Please do not pretend to be speaking for all developers.
I do most of my Java work in enterprise server side programming, so splitting up rt.jar into separate pieces would help me exactly none at all.
Even with my applets I have never heard a customer say "I won't download 15 MB, but I would download 5 MB". What percentage of your users really say that?
Don't most operating systems come with preinstalled Java nowadays?
> I do most of my Java work in enterprise server side
> programming, so splitting up rt.jar into separate
> pieces would help me exactly none at all.
You use a jre? or sdk? or even J2EE?
I listed my suggestions, to remove the cruft or deprecated. What is your suggestion for people that write applications, how would you get JRE smaller to decrease the download time?
> You use a jre? or sdk? or even J2EE?
On "my" machines JDK, customers who use my applets use any one of those they want.
> remove the cruft or deprecated.
Are there enough deprecated classes and methods to make download times significantly smaller? If the average download becomes, say, two percent faster, is it worth the work and the risk of breaking code? Is the amount of deprecated stuff a real problem for a significant number of JRE downloaders? Sure deprecated stuff should be phased out; is it urgent?
> how would you get JRE smaller to decrease the download time?
First I would try to find out whether the size of the JRE really is a problem for a significant number of people. And would those people be satisfied with a 5 MB download, or would even that be a show stopper for them (i.e. would all the work of reducing JRE size and perhaps adding incremental loading complexity go to waste).
I have never heard a customer say "I won't download 15 MB, but I would download 5 MB". What percentage of your users really say that?
I'm not asking that question to make smalltalk; really, how big a problem is it for you and how many of your users would be satisfied with the 4-5 MB goal you suggest? Have you done a user survey or something?
> really, how big a problem is it for you and how many
> of your users would be satisfied with the 4-5 MB goal
> you suggest? Have you done a user survey or
The users of my application are aborting using the application as it needs a JRE download.
W/o java users, no java apps, no java developers.
When I write an application in C#, users have to download 0.
When I see this kind of bold statements I really start thinking of the reasons for the original post.
Did the original post try to solve a problem ?
Was it spreading FUD ?
For what I understand the post says:
Java is big -> therefore -> people do not use it.
As a further claim
.NET does not need downloading -> therefore -> people will use it.

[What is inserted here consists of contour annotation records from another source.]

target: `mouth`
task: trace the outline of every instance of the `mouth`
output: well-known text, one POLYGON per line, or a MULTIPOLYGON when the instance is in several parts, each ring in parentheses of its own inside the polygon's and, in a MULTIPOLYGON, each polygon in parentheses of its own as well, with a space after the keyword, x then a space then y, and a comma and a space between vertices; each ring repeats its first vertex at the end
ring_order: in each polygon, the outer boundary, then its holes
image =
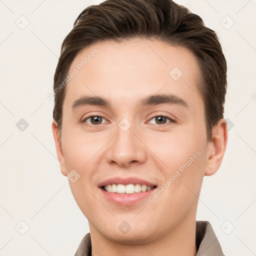
POLYGON ((120 206, 132 206, 146 200, 157 186, 135 176, 113 177, 98 184, 103 198, 120 206))
POLYGON ((146 184, 108 184, 100 188, 108 193, 118 194, 134 194, 150 191, 156 186, 150 186, 146 184))

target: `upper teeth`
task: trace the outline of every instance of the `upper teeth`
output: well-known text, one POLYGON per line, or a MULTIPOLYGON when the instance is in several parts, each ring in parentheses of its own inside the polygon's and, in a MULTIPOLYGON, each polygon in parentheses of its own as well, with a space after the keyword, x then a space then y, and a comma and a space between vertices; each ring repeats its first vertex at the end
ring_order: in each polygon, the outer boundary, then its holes
POLYGON ((147 186, 145 184, 140 185, 140 184, 128 184, 124 185, 124 184, 109 184, 104 186, 104 190, 110 192, 112 193, 126 193, 128 194, 132 194, 134 192, 144 192, 148 191, 154 188, 153 186, 147 186))

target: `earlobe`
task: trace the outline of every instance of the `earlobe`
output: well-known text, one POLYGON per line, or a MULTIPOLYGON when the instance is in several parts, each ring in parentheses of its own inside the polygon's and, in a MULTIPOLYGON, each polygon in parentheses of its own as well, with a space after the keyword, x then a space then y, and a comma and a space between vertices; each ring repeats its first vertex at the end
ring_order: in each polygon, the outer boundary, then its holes
POLYGON ((208 156, 204 175, 210 176, 220 168, 228 142, 226 121, 222 118, 212 128, 214 136, 208 149, 208 156))
POLYGON ((56 152, 57 152, 57 156, 60 162, 61 172, 63 175, 66 176, 68 174, 63 154, 62 143, 58 136, 58 126, 54 120, 52 122, 52 132, 55 142, 55 146, 56 148, 56 152))

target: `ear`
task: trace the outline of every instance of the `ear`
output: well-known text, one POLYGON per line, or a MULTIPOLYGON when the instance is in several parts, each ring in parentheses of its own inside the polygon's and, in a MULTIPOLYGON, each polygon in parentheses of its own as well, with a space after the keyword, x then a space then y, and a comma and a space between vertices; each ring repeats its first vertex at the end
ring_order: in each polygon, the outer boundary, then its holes
POLYGON ((213 138, 208 145, 206 176, 215 174, 222 164, 228 142, 228 124, 225 119, 221 119, 212 132, 213 138))
POLYGON ((56 147, 56 151, 57 152, 57 156, 58 162, 60 162, 62 173, 64 175, 64 176, 66 176, 68 173, 66 172, 65 160, 64 160, 64 156, 62 150, 62 142, 58 136, 58 127, 54 120, 52 122, 52 132, 54 134, 54 140, 55 141, 55 146, 56 147))

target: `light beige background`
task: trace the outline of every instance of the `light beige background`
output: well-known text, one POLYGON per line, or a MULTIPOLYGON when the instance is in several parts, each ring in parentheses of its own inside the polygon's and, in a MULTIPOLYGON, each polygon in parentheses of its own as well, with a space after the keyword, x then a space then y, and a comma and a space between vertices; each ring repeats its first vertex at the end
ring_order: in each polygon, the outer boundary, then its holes
MULTIPOLYGON (((84 8, 100 2, 0 1, 2 256, 74 255, 89 232, 60 173, 46 95, 65 36, 84 8), (29 126, 24 131, 21 118, 29 126)), ((256 1, 176 2, 218 32, 228 63, 228 146, 218 172, 204 180, 197 219, 210 222, 226 256, 256 255, 256 1)))

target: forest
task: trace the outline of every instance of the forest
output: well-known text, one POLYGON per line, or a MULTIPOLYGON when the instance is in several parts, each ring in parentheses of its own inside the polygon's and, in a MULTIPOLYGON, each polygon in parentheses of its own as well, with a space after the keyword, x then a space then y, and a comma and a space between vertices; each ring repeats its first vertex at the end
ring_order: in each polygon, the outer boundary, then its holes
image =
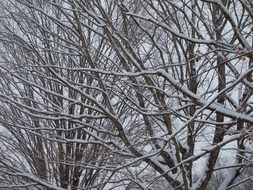
POLYGON ((252 0, 1 0, 0 189, 250 190, 252 0))

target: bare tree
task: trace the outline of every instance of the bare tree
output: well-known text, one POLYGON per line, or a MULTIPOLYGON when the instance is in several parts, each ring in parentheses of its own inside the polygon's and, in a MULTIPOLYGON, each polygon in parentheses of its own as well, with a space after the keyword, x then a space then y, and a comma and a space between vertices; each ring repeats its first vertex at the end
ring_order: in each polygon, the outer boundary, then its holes
POLYGON ((0 6, 1 188, 251 180, 252 1, 0 6))

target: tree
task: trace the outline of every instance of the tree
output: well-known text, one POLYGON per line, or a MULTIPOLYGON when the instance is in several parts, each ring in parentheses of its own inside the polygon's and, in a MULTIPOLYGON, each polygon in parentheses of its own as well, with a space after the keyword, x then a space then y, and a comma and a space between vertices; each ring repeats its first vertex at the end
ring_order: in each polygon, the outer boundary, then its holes
POLYGON ((218 188, 240 185, 252 167, 251 1, 0 7, 0 187, 202 190, 224 169, 218 188))

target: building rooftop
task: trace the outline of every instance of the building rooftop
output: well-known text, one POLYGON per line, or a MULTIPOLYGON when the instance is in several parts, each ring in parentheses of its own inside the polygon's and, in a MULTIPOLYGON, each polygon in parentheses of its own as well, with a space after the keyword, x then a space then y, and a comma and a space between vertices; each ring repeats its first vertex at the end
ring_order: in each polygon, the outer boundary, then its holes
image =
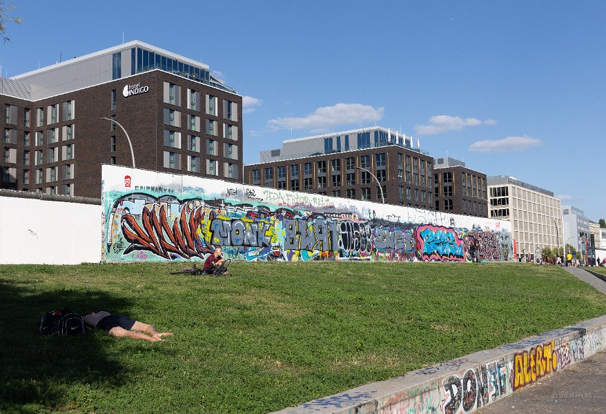
POLYGON ((237 93, 211 75, 208 65, 139 40, 1 79, 0 93, 36 101, 150 70, 237 93))
POLYGON ((487 177, 486 181, 488 186, 507 186, 507 184, 511 184, 513 186, 522 187, 527 190, 536 191, 537 193, 540 193, 541 194, 545 194, 549 197, 554 197, 554 193, 552 191, 549 191, 544 188, 541 188, 540 187, 525 183, 514 177, 509 177, 508 175, 493 175, 492 177, 487 177))

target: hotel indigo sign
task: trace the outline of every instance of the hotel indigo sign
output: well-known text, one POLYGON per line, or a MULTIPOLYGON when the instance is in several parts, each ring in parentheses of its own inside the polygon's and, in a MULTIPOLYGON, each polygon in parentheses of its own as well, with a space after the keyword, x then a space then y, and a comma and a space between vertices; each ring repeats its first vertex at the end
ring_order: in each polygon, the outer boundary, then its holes
POLYGON ((149 92, 149 86, 141 86, 141 83, 137 83, 134 85, 126 85, 124 89, 122 90, 122 95, 126 98, 130 95, 145 93, 146 92, 149 92))

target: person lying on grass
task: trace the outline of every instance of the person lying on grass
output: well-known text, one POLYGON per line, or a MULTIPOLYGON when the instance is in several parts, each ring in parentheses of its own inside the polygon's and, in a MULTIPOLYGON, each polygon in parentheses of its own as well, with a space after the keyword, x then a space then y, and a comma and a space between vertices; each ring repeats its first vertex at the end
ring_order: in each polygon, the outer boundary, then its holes
MULTIPOLYGON (((221 266, 225 262, 225 259, 221 256, 223 250, 221 248, 221 246, 215 248, 215 251, 213 252, 213 254, 208 255, 208 257, 206 257, 206 259, 204 261, 204 267, 203 268, 204 272, 206 273, 213 273, 217 266, 221 266)), ((226 270, 223 274, 227 275, 228 273, 226 270)))
POLYGON ((88 312, 82 319, 87 326, 102 329, 117 337, 129 337, 155 342, 162 341, 163 337, 173 336, 170 332, 159 333, 151 325, 133 320, 123 315, 112 315, 105 310, 88 312))

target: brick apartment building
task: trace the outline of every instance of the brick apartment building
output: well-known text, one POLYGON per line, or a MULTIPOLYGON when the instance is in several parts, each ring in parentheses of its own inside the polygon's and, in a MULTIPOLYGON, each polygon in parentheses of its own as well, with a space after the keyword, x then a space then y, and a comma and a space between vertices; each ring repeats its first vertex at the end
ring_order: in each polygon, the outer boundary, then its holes
POLYGON ((433 159, 381 127, 289 139, 260 161, 244 166, 245 183, 378 203, 382 191, 386 204, 433 208, 433 159))
POLYGON ((434 159, 433 196, 436 210, 453 214, 489 217, 486 174, 448 157, 434 159))
POLYGON ((99 197, 101 166, 240 181, 242 97, 208 66, 133 41, 0 78, 0 188, 99 197))

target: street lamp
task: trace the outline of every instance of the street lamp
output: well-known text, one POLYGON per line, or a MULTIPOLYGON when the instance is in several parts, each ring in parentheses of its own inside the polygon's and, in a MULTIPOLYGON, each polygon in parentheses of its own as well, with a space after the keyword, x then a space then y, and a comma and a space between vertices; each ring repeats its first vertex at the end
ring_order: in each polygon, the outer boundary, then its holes
POLYGON ((111 119, 110 118, 106 118, 105 117, 102 117, 99 118, 99 119, 107 119, 111 122, 114 122, 119 126, 123 131, 124 131, 124 135, 126 135, 126 139, 128 141, 128 146, 130 147, 130 156, 133 157, 133 168, 135 168, 135 152, 133 151, 133 144, 130 142, 130 137, 128 136, 128 132, 126 132, 126 130, 124 129, 124 127, 120 125, 120 123, 116 121, 115 119, 111 119))
POLYGON ((363 170, 366 171, 366 172, 368 172, 369 174, 370 174, 371 175, 372 175, 374 177, 375 180, 376 180, 376 181, 377 181, 377 184, 379 184, 379 190, 381 190, 381 199, 383 200, 383 204, 385 204, 385 197, 383 197, 383 188, 381 186, 381 183, 379 182, 379 179, 377 178, 377 177, 374 174, 371 172, 370 170, 366 170, 366 168, 362 168, 362 167, 358 167, 357 166, 355 168, 358 168, 358 170, 363 170))

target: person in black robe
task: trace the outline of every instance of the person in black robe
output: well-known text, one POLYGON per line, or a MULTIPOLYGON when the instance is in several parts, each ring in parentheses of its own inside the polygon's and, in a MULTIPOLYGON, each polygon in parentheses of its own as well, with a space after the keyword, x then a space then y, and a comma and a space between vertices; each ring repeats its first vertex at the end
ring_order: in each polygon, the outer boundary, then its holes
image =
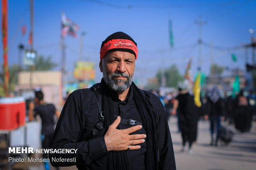
MULTIPOLYGON (((199 108, 196 106, 194 96, 191 95, 186 87, 180 87, 178 100, 177 111, 180 114, 179 121, 181 130, 183 147, 182 151, 186 151, 186 143, 188 142, 189 153, 192 152, 192 147, 197 135, 197 122, 199 119, 199 108)), ((175 106, 173 109, 176 109, 175 106)))
POLYGON ((242 133, 250 131, 254 109, 243 92, 241 90, 236 97, 234 109, 235 127, 242 133))

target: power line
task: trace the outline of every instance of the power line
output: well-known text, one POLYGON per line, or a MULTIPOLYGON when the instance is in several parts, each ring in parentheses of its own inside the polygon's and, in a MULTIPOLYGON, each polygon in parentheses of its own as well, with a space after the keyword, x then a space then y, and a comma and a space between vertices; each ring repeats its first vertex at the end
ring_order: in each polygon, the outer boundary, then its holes
POLYGON ((223 47, 220 46, 216 45, 214 45, 211 47, 210 44, 204 42, 202 42, 202 44, 205 47, 207 47, 209 48, 212 47, 214 49, 218 50, 230 51, 232 50, 240 49, 244 48, 244 46, 235 46, 232 47, 223 47))
POLYGON ((174 8, 193 8, 195 7, 220 7, 223 6, 228 6, 234 3, 237 3, 239 1, 232 1, 230 2, 223 3, 204 3, 201 4, 173 4, 169 5, 119 5, 110 3, 106 2, 100 0, 80 0, 87 1, 91 3, 99 4, 102 5, 109 7, 113 8, 127 9, 131 8, 155 8, 155 9, 166 9, 174 8))

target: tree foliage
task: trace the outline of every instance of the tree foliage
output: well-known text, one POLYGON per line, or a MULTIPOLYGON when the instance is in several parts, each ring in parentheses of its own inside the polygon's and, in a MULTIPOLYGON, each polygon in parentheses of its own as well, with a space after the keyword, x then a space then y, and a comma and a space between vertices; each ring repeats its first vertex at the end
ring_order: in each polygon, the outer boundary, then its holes
POLYGON ((219 66, 218 64, 213 64, 211 65, 211 75, 221 75, 224 70, 224 67, 219 66))
MULTIPOLYGON (((161 84, 162 75, 161 71, 159 71, 156 74, 156 77, 160 84, 161 84)), ((163 76, 165 77, 166 86, 167 87, 176 87, 178 82, 183 79, 183 77, 180 74, 176 65, 174 65, 164 71, 163 76)))

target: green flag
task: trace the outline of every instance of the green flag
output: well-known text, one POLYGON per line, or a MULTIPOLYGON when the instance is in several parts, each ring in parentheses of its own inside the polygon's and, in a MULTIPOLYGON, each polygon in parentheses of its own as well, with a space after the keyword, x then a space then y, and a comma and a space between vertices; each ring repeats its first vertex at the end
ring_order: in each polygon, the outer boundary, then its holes
POLYGON ((232 57, 232 60, 233 60, 233 61, 235 62, 237 61, 237 57, 236 55, 235 54, 232 54, 231 56, 232 57))
POLYGON ((173 47, 174 41, 173 34, 173 24, 171 20, 169 20, 169 36, 170 39, 170 44, 171 47, 173 47))
POLYGON ((240 84, 239 83, 239 77, 237 75, 235 77, 235 80, 233 84, 233 92, 232 93, 232 97, 235 98, 236 93, 239 93, 240 91, 240 84))

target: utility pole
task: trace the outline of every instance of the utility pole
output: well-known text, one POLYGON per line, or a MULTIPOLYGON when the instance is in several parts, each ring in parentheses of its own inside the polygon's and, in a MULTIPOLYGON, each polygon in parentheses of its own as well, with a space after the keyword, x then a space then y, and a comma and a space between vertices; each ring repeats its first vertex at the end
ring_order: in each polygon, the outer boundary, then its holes
POLYGON ((86 34, 85 32, 83 32, 80 35, 80 47, 79 51, 79 61, 83 60, 83 37, 86 34))
POLYGON ((62 53, 62 93, 64 96, 65 94, 65 85, 66 84, 66 46, 64 43, 64 38, 62 36, 61 38, 61 46, 62 53))
POLYGON ((211 43, 211 78, 212 84, 215 84, 215 72, 214 70, 214 61, 213 60, 213 43, 211 43))
MULTIPOLYGON (((31 52, 34 50, 34 0, 30 0, 30 33, 29 33, 29 40, 28 43, 30 44, 30 51, 31 52)), ((32 90, 32 75, 35 69, 35 65, 30 67, 30 88, 32 90)))
POLYGON ((9 95, 9 71, 8 66, 8 0, 1 1, 1 27, 4 57, 4 91, 6 96, 9 95))
POLYGON ((198 25, 198 70, 200 71, 202 66, 203 25, 207 23, 207 21, 203 21, 202 16, 200 15, 198 21, 195 21, 194 23, 198 25))
POLYGON ((255 33, 255 31, 252 29, 249 30, 249 32, 251 34, 251 43, 250 44, 244 45, 246 47, 251 47, 251 60, 252 66, 255 67, 255 48, 256 48, 256 42, 253 34, 255 33))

To me this is just professional FUD.
A positive approach would be:
How can we campaign to have Java in every desktop in the same way as Flash is available ?
If one install the JDK and the JRE (to be able to use java web start) is there any special reason why there should be two JVM installed ? (One under the JDK and one under the JRE)
Would it be reasonable if when one installs a JDK the JRE is also installed ?
In case one installs a JDK compatible with a given JRE, would it be possible for the JDK to use the JRE that is already installed ?
Having said this, it appears that the upcoming Java has a core of just 7Mb, quite small for today broadband.